A Diffusion model is a type of generative model that involves two processes. In the forward process, noise is incrementally added to an image in a predefined manner, while in the reverse process, the model learns to denoise the samples. During this denoising process, the model learns how to generate samples. Forward Process:

$$ X_0 \rightarrow \cdots \rightarrow X_{t} \rightarrow \cdots \rightarrow X_{T} $$

Reverse Process:

$$ X_T \rightarrow \cdots \rightarrow X_{t} \rightarrow \cdots \rightarrow X_{0} $$

$X_T$: noise $X_0$: original sample

VAE vs. Diffusion model

alt text In diffusion model, the process of adding noise is similar with encoder in VAE, except that it is not learnable. The process of denoise is similar with decoder in VAE.

Training and Sampling in Diffusion model

alt text $\mathbf{\epsilon}_{\theta}$ is a noise predictor. It take as input the noised image, and time step $t$ to predict the noise.

alt text Notably, after removing the noise, additional noise $\mathbf{z}$ is added.
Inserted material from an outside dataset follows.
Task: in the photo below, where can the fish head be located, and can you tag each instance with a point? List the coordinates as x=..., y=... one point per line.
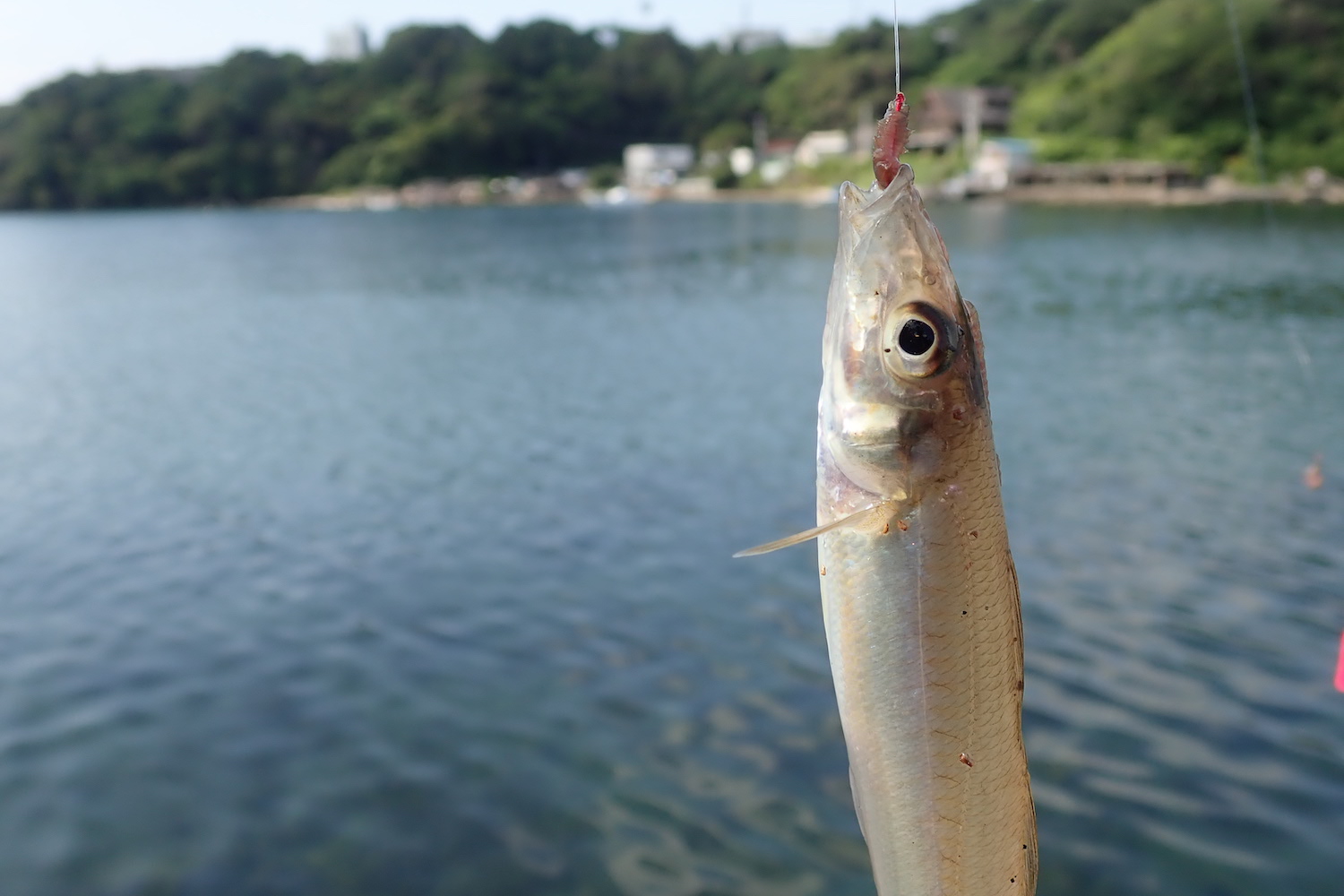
x=900, y=358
How to implement a diffusion model

  1. Define $\epsilon$.
  2. based on $\epsilon$, Generate training data based on $q(x_t|x_0)$.
    • The generated data $x$ include two parts $x_t$ and $t$.
    • the label is $\epsilon$.
  3. Use the generated data to train the model $\hat{\epsilon} = \epsilon_{\theta}(x_t, t)$, which predict the noise.
  4. Generate New Data Based on $q(x_{t-1}|x_t, x_0)$:
    • Sample $x_T$ from a standard normal distribution.
    • Progressively obtain $x_{T-1}$, $x_{T-2}$ …, $x_0$ based on $q(x_{t-1}|x_t, x_0)$.
    • The final $x_0$ represents the generated data.
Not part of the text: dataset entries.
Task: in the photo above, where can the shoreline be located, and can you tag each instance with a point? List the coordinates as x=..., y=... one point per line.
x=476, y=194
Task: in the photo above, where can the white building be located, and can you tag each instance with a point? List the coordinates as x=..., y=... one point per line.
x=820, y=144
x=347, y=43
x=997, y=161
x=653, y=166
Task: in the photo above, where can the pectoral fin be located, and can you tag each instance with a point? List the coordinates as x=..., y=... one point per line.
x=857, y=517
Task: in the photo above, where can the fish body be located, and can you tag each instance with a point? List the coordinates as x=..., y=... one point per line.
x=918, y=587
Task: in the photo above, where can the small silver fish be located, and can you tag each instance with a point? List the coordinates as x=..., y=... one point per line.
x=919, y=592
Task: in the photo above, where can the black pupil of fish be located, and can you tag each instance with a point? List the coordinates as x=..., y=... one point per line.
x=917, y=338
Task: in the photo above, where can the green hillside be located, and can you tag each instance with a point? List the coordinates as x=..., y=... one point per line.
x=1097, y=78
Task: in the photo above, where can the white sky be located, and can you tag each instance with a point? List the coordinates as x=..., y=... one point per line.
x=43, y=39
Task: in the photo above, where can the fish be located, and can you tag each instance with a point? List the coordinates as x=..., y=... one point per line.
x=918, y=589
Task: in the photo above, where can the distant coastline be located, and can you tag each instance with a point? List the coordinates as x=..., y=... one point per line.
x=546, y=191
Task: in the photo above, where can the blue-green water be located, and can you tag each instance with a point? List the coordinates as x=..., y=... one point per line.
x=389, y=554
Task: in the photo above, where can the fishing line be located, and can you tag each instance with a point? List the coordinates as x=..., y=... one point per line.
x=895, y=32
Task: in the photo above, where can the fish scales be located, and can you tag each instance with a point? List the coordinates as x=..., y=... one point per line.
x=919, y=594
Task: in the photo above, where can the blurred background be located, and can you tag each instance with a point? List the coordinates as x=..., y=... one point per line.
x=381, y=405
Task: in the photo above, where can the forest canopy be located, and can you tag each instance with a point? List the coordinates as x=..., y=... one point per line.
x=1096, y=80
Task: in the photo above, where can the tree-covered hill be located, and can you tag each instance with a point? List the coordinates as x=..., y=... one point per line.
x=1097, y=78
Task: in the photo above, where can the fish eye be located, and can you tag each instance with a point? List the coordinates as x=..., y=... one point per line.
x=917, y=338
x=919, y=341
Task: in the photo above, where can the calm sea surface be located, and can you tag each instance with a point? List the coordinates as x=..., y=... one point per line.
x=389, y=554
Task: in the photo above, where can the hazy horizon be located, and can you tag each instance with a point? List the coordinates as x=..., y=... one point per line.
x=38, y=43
The following section provides details about $q(x_t|x_0)$ and $q(x_{t-1}|x_t, x_0)$.

Forward Process

The forward process is one where noise is gradually added to the original distribution of the image $x_0 \sim q(x_0)$.
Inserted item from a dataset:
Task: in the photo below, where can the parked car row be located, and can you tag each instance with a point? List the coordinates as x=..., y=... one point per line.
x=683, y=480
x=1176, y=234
The distribution between adjacent time steps is given as follows, where $\beta_t$ is a predefined parameter that increases gradually with each time step.

$$ q(x_t| x_{t-1}) = \mathcal{N}(x_t; \sqrt{1 - \beta_{t}}x_{t-1}, \beta_{t}\mathbf{I}) $$

Based on the reparameterization trick, the relationship between $x_t$ and $x_{t-1}$ is as follows:

$$ \begin{aligned} x_t = \sqrt{1 - \beta_t} x_{t-1} + \sqrt{\beta_t}\epsilon_{t-1}, \text{where } \epsilon_t \sim \mathcal{N}(0, \mathbf{I}) \end{aligned} $$

Assuming $\alpha_t = 1 - \beta_t$ and substituting it into the above equation, we obtain the following expression:

$$ \begin{aligned} x_t &= \sqrt{\alpha_t} x_{t-1} + \sqrt{1 - \alpha_t}\epsilon_{t-1} \\ &= \sqrt{\alpha_t} (\sqrt{\alpha_{t-1}} x_{t-2} + \sqrt{1 - \alpha_{t-1}}\epsilon_{t-2}) + \sqrt{1 - \alpha_t}\epsilon_{t-1} \\ &= \sqrt{\alpha_{t}\alpha_{t-1}} x_{t-2} + \sqrt{\alpha_{t}(1 - \alpha_{t-1})} \epsilon_{t-2} + \sqrt{1 - \alpha_{t}} \epsilon_{t-1}\\ \end{aligned} $$

Since the variance of $\mathcal{N}_1 + \mathcal{N}_2$ is $\sigma_1 + \sigma_2$, we have $\sqrt{\alpha_{t}(1 - \alpha_{t-1})} \epsilon_{t-2} + \sqrt{1 - \alpha_{t}} \epsilon_{t-1} \sim \mathcal{N}(0, (1-\alpha_t \alpha_{t-1})\mathbf{I})$.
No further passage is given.